Maintaining a fire in a Catalytic Stove/Insert
If you are adding wood to your catalytic stove you will need to first disengage the catalytic combustor before opening the door. The catalytic bypass rod may be hot so make sure to use the tool or wood glove that came with your unit. Once the bypass has been opened you can open the door and reload as you would a traditional fire. Once the door has been closed, re-engage the catalyst by closing the catalytic bypass (again using the tool or a glove). The stove is now ready to burn for many more hours!
Key Differences between Catalytic & Non-Catalytic Stoves
The primary difference between a catalytic wood stove and a non-catalytic wood stove is the need to disengage the catalytic combustor prior to opening the door. The catalytic combustor requires a certain temperature to operate correctly and opening the door while it is engaged has the potential to cause damage to the combustor.

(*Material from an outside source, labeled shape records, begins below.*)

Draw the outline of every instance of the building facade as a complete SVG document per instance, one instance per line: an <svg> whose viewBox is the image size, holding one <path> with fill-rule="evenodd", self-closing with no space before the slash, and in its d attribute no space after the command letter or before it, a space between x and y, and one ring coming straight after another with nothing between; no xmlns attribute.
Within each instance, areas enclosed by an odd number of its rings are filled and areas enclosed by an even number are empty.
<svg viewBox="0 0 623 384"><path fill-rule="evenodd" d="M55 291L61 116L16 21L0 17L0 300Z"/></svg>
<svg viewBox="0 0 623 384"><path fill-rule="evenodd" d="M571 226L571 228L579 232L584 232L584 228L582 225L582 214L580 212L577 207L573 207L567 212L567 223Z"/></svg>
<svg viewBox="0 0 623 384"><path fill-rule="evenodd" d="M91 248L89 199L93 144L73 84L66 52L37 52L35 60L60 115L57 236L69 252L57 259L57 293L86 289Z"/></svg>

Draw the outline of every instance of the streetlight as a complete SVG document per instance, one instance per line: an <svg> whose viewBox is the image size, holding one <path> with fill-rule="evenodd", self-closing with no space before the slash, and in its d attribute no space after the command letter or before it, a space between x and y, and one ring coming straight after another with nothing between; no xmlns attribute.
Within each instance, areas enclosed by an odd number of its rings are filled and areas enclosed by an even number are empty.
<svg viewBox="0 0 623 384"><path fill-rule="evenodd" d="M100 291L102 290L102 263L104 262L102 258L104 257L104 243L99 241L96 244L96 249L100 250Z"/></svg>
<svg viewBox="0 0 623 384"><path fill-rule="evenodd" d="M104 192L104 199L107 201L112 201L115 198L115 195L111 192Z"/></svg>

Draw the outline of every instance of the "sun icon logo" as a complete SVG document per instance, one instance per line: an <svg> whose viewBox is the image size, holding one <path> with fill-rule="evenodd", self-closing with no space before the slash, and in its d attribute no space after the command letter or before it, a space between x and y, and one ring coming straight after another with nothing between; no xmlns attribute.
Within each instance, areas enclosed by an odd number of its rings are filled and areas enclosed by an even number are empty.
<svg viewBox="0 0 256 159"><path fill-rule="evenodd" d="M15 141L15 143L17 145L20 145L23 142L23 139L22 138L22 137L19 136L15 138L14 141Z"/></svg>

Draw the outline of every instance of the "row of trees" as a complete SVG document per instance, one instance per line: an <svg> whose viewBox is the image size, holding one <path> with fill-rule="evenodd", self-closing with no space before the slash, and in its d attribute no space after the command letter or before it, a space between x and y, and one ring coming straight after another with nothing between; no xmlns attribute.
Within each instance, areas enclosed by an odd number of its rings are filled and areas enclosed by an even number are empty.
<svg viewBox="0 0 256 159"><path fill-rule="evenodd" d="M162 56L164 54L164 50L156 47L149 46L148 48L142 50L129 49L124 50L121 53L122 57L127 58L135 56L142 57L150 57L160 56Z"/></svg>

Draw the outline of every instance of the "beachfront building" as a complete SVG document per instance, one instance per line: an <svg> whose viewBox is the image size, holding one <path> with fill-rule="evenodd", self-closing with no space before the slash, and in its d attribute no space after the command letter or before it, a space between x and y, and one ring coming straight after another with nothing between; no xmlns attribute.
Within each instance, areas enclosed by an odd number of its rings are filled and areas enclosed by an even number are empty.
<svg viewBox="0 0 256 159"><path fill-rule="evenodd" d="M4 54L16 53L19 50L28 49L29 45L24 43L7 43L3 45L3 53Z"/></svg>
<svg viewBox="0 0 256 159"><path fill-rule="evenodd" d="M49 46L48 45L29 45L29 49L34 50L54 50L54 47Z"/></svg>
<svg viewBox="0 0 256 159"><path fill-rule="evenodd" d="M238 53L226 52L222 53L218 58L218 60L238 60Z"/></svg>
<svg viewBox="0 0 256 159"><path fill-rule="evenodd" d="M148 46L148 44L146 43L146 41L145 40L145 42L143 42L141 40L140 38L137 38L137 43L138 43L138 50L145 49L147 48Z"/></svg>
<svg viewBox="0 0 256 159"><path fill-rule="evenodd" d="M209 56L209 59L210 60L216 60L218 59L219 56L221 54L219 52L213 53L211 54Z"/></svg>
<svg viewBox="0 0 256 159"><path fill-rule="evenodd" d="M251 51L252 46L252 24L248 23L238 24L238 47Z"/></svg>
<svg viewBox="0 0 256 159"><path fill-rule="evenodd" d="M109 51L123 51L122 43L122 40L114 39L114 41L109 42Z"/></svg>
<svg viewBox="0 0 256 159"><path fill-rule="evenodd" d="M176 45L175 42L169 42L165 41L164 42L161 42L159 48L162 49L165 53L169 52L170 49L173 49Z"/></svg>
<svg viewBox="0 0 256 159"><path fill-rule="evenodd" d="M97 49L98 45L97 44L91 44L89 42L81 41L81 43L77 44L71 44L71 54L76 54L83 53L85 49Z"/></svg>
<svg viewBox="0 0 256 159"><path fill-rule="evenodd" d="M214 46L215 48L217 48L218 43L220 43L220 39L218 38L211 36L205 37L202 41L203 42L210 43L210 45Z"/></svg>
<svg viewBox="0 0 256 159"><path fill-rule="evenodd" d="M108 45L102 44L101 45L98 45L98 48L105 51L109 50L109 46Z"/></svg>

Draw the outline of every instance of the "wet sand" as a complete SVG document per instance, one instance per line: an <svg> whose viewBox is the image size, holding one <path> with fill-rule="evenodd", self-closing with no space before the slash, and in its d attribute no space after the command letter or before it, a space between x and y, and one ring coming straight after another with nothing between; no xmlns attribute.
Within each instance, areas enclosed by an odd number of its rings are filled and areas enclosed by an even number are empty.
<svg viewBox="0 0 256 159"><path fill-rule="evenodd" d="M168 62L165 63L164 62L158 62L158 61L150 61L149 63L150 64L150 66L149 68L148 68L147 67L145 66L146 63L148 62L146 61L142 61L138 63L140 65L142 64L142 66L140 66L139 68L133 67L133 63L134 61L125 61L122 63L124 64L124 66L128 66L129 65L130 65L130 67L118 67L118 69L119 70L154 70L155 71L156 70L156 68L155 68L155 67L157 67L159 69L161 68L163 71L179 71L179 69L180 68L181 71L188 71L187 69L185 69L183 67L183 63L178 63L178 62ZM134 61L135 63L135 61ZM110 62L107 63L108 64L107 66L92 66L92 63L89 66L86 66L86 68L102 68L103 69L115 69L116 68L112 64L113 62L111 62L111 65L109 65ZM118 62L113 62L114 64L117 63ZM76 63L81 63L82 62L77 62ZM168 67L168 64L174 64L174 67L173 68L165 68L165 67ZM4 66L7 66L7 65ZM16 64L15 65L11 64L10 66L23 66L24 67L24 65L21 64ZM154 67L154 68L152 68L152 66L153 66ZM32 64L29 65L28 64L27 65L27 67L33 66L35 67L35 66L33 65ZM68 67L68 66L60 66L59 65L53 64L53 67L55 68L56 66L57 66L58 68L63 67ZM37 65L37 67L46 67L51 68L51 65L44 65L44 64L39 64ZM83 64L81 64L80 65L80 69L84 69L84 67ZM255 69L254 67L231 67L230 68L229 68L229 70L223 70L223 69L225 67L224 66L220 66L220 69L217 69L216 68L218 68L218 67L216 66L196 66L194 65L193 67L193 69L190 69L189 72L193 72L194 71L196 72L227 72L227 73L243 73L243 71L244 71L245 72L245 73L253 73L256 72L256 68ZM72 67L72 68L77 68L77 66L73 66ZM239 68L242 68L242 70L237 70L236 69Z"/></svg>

The catalytic combustor is also susceptible to damage from burning objects other than properly seasoned wood. If you burn paper materials with heavy levels of ink, extremely wet wood, trash, or biological material you risk damaging the catalytic combustor. It is very important to only burn properly seasoned wood in your wood stove and nothing else.
High levels of airflow will result in quick, hot, and visually stunning fires, whereas a low airflow setting will result in darker, stable heat producing, and longer-term burns.